CDN - Introduction
CDN – you keep seeing the acronym. Maybe in URLs, maybe on landing pages, but it never quite clicked – what are Content Delivery Networks, what do they do exactly?
We’ll explain in this overview article, and demonstrate on two popular ones in followup posts.
CDN Basics
A CDN is a network of computers that delivers content.
More specifically, it’s a bunch of servers geographically positioned between the origin server of some web content, and the user requesting it, all with the purpose of delivering the content faster by reducing latency. This is their primary purpose.
These geographically closer servers, also called PoPs or Points of Presence, also cache the cacheable content which removes a lot of the load from the origin server. There are different types of CDNs offering different kinds of services, and they can have differing network topology: scattered CDNs aim to have as many servers scattered around the world as possible. Akamai is one such CDN. Consolidated CDNs have fewer points, but bigger ones built for network performance, throughput, and DDoS resistance.
Types of CDNs
We said that their primary purpose was to reduce latency and speed up rendering. But in the modern world of 2MB images and 500kb JavaScript libraries that take 3 minutes to boot up on websites, this latency matters little. But there are other purposes to CDNs, too, which evolved over time.
Content-oriented CDNs
Initially, CDNs were just for static content (JS, CSS, HTML). You had to push content to them as you created/uploaded it (they didn’t know they needed to update their cache with your content, not even as someone requested it).
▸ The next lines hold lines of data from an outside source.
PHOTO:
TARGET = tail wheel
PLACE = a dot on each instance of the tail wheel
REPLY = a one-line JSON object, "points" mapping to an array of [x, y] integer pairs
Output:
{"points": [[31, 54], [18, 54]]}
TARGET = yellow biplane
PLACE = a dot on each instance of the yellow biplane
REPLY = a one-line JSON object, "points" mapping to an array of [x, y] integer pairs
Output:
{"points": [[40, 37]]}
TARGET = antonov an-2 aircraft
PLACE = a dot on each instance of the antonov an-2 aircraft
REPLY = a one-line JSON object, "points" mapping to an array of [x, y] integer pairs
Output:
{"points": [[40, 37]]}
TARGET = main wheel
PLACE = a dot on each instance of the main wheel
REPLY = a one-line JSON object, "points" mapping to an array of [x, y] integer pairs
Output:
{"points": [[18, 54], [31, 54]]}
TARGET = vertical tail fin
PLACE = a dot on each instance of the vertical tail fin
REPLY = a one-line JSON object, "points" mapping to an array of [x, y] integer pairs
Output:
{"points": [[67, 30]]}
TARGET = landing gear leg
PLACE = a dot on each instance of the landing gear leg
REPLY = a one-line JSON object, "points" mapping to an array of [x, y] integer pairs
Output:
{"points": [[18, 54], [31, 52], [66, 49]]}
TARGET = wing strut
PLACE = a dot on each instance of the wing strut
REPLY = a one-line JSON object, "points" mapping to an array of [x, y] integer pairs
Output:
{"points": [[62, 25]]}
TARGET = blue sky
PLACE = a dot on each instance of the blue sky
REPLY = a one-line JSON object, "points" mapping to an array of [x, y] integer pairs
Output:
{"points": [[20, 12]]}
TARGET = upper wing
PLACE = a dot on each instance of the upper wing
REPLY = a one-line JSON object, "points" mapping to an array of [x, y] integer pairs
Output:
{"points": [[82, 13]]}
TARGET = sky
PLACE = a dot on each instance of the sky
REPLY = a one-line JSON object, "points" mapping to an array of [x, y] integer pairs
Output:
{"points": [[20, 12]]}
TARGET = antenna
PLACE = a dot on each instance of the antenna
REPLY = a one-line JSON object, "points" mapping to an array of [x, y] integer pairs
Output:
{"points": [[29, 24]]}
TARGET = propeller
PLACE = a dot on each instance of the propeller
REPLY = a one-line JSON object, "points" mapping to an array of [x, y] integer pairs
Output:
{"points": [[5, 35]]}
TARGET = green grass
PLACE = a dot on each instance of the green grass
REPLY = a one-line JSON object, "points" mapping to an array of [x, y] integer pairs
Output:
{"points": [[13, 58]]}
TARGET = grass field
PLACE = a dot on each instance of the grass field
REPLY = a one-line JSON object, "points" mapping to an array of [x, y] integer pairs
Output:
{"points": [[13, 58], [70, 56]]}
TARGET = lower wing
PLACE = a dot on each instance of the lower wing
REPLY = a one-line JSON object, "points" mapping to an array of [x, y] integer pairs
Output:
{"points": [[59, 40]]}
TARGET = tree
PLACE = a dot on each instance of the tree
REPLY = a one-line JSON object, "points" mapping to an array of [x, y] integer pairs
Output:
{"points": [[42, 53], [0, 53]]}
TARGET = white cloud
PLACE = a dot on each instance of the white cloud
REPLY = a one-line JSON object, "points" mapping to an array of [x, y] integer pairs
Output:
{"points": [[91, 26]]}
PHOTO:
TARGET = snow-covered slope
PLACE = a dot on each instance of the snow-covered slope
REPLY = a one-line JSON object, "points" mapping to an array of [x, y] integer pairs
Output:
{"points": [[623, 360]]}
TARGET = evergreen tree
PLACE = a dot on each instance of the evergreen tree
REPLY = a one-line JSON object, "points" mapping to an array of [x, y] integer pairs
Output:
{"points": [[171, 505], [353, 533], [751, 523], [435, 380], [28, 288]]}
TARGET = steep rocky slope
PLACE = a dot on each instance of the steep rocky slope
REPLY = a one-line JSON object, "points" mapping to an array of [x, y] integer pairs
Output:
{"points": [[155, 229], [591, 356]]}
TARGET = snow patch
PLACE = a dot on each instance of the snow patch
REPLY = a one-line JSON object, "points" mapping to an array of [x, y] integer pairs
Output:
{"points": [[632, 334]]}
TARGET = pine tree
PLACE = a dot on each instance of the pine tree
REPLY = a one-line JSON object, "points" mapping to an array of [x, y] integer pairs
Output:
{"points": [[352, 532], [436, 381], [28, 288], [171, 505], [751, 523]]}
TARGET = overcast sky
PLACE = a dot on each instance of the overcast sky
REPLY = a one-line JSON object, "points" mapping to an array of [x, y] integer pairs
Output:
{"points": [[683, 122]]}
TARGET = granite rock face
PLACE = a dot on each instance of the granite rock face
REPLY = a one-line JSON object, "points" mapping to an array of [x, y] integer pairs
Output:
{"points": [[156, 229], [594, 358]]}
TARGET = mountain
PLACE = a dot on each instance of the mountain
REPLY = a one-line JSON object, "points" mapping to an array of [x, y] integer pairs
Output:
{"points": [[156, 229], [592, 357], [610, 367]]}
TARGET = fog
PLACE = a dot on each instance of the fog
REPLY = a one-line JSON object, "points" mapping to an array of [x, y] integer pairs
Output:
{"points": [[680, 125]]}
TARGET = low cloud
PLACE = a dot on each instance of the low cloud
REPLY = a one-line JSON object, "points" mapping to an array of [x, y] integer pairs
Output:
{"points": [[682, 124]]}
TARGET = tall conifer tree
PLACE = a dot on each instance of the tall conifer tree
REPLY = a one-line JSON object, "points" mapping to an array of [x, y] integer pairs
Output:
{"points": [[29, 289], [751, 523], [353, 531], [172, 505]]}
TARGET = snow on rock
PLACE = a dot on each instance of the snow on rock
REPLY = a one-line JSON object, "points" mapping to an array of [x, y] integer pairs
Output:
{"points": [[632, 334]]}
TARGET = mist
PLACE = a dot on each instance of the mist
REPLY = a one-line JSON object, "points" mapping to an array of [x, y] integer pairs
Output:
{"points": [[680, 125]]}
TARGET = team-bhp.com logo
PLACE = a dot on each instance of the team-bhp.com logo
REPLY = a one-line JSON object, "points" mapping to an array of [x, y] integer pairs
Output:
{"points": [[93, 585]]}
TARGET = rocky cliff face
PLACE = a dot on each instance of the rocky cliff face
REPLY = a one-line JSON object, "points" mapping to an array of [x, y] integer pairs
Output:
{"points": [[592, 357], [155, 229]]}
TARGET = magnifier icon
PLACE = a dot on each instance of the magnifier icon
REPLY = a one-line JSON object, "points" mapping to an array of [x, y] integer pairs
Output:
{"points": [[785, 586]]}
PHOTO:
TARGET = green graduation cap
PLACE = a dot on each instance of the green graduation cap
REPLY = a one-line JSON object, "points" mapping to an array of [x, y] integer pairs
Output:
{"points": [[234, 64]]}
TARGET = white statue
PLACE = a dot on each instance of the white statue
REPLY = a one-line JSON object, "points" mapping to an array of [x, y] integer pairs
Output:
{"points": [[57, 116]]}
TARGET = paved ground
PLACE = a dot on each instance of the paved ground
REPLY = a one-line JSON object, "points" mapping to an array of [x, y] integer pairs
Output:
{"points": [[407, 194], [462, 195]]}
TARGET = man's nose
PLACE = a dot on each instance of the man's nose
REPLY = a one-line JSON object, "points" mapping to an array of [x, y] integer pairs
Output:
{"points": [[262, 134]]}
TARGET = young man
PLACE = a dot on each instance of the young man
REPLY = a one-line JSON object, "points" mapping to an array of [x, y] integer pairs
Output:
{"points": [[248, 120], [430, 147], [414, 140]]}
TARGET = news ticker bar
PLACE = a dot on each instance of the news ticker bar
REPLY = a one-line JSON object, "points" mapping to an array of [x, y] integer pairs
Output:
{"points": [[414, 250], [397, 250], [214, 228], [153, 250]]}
Then, they added origin pulling, making things more automatic – this meant that a user requested the CDN’s URL, and then the CDN requested the origin website’s URL automatically, caching what ever it got back. Additionally, availability became an important factor. Many CDNs now cache a website’s “last alive” state so that if the origin goes down, the CDNed content is still accessible to users, creating the illusion of stability until things return to normal.
Additionally, modern CDNs often offer auto-optimization layers which will automagically resize images and save them for future use based on the image size requested. This means what if your site has a 2MB header image and someone requests it on a 300px wide screen, the CDN will make a copy that’s 30kb in size and 300px wide and serve that in the future to all mobile users, automatically making the site faster.
Security-oriented CDNs
The final layer of practicality added to CDNs was DDoS and bot protection. CDNs like Incapsula specialize in this.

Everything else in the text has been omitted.